Sin Botnia, por una semana

Los frutos de la mediación del rey de Espeña

Una 'piedra' en el camino impidió que Botnia pudiera empezar a derramar cloro, azufre y tantos otros elementos venenosos, que se suman a la ya consumada tala indiscriminada y reemplazo de cultivos en la zona de Fray Bentos.


Tabaré Vázquez olvidó que la inauguración de la fábrica de sus amigos de la Unión Europea necesita previamente de un nuevo acto 'diplomático' del rey Juan Carlos, que justifique su mote de 'facilitador'. El escenario para cumplir con este paso será la Cumbre Iberoamericana que se realizará en Chile esta semana. Por eso, contra su voluntad, se vio obligado a postergar por una semana la puesta en funcionamiento de la planta.


Cristina Kirchner definió la absoluta continuidad de la política argentina a favor de los pulpos contaminadores y contra el pueblo de Gualeguaychú. La presidenta anticipó la inevitable puesta en marcha de Botnia y planteó que “habrá que comprobar si la empresa contamina o no” (sic). Esta declaración coloca al gobierno argentino claramente en la línea de argumentación del gobierno uruguayo: que se haga Botnia y después vemos.


“Nos va a traicionar, porque no hay dudas de que la planta va a contaminar y eso se vio en las pruebas que realizaron, que fueron un desastre”, le respondió un asambleísta a la presidenta electa (Ambito Financiero, 6/11).

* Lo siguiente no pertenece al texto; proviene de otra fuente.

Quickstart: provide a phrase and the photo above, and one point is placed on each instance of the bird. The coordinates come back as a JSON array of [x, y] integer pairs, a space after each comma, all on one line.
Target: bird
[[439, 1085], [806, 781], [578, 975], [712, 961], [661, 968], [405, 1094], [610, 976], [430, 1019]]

Su condición de defensora a ultranza de la renta capitalista coloca a Cristina Kirchner con firmeza del lado de Botnia. De ese lado están la minería a cielo abierto, Cerro Dragón, Repsol, la papelera Alto Paraná, instalada en Misiones, que utiliza la misma tecnología contaminante que Botnia, los parques industriales bonaerenses, regenteados por sus aliados políticos, que otorgan trabajos precarios e inestables y que contaminan a la población y a los trabajadores. Toda una carrera política puesta al servicio de la depredación ambiental a favor de la ganancia capitalista.


Botnia tiene a su favor no sólo los inestimables fallos de la Corte Internacional de La Haya que declaró la ausencia de “riesgo inminente” ante la construcción de la fábrica, sino también las gestiones del ‘facilitador’ borbónico. España tiene intereses económicos a ambos lados del río Uruguay y participa del negocio papelero a través de Ence, que se radicará en las cercanías de Colonia.


Morales Solá informa –y al mismo tiempo impulsa– uno de los arreglos que saldrían de la “mediación”: la instalación de una comisión de monitoreo bipartita (o confiada a un tercero neutral por los dos países) (La Nación, 6/11). Pero eso no saldrá de la reunión de Chile: el gobierno anunció que no habrá ningún acuerdo hasta que se pronuncie el tribunal de La Haya. Morales Solá recuerda otro de los “problemas” que enfrentan el gobierno y la “mediación” y que tampoco tendrá solución en Chile: el corte del puente, que ya lleva un año.


Los pueblos argentinos y uruguayos deberemos emprender una lucha común por la desactivación de Botnia y por la puesta bajo control y gestión de trabajadores y vecinos de todas las empresas contaminantes, unificando a todas las asambleas ambientales y a los trabajadores de estas empresas en todo el país, para que aquellas que sea posible poner en marcha erradicando la contaminación, cumplan con los requisitos necesarios, y para eliminar la industria contaminante.


La movilización a Plaza de Mayo propuesta por la Asamblea de Gualeguaychú para el 12 de diciembre es un punto de lucha para avanzar en esta tarea.